The adipocytokine visfatin is closely associated with metabolic disorders. This study explored the effects of visfatin on macrophage-induced inflammation in atheroma. The ability of visfatin to enhance extracellular matrix metalloproteinase inducer (EMMPRIN) expression, matrix metalloproteinase-9 (MMP-9) production and enzymatic activity in THP-1 derived macrophages as well as the mechanisms involved were investigated. EMMPRIN and MMP-9 mRNA levels were investigated by RT-PCR. EMMPRIN and MMP-9 protein levels, nuclear factor (NF)-kappa B -p65 protein levels, peroxisome proliferator-activated receptor gamma (PPAR gamma) protein levels, and mitogen-activated protein kinase (MAPK) phosphorylation were determined by Western blotting. MMP-9 enzymatic activity was assayed by gelatin zymography. Visfatin (50-400 ng/ml) induced EMMPRIN and MMP-9 depending on the dosage used. Visfatin elicited the activation of NF-kappa B and MAPK (p38, ERK1/2). Exogenous nicotinamide mononucleotide (NMN), the product of nicotinamide phosphoribosyltransferase (NAMPT) activity, mimicked the effects of visfatin on MAPK (p38, ERK1/2)-NF-kappa B activation and EMMPRIN/MMP-9 induction. Using the p38 inhibitor, SB203580, the ERK1/2 inhibitor PD98059, the NF-kappa B inhibitor, pyrrolidine dithiocarbamate and the NAMPT inhibitor FK866, we demonstrated that the visfatin pro-inflammatory action was through the NAMPT-MAPK (p38, ERK1/2)NF-kappa B pathway. Furthermore, the visfatin pro-inflammatory action was not prevented by insulin receptor blockade or by a PPAR gamma agonist.

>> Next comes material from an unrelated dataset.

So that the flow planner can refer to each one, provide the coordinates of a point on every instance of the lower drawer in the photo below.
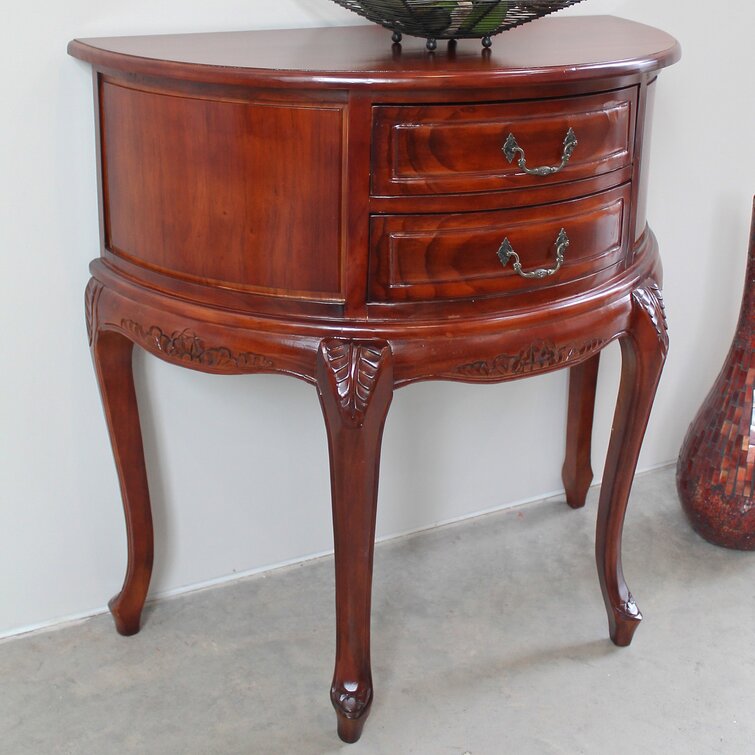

Visfatin did not modulate PPAR gamma expression. Retinoid X receptor (RXR) agonist suppressed the effects of visfatin on EMMPR1N/MMP-9, NF-kappa B, but not on MAPK activation. In conclusion, we have demonstrated that visfatin enhances atheroma inflammation through the NAMPT-MAPK (p38, ERK1/2)-NF-kappa B-EMMPRIN/MMP-9 pathway, a key feature of atherosclerotic diseases linked to metabolic disorders.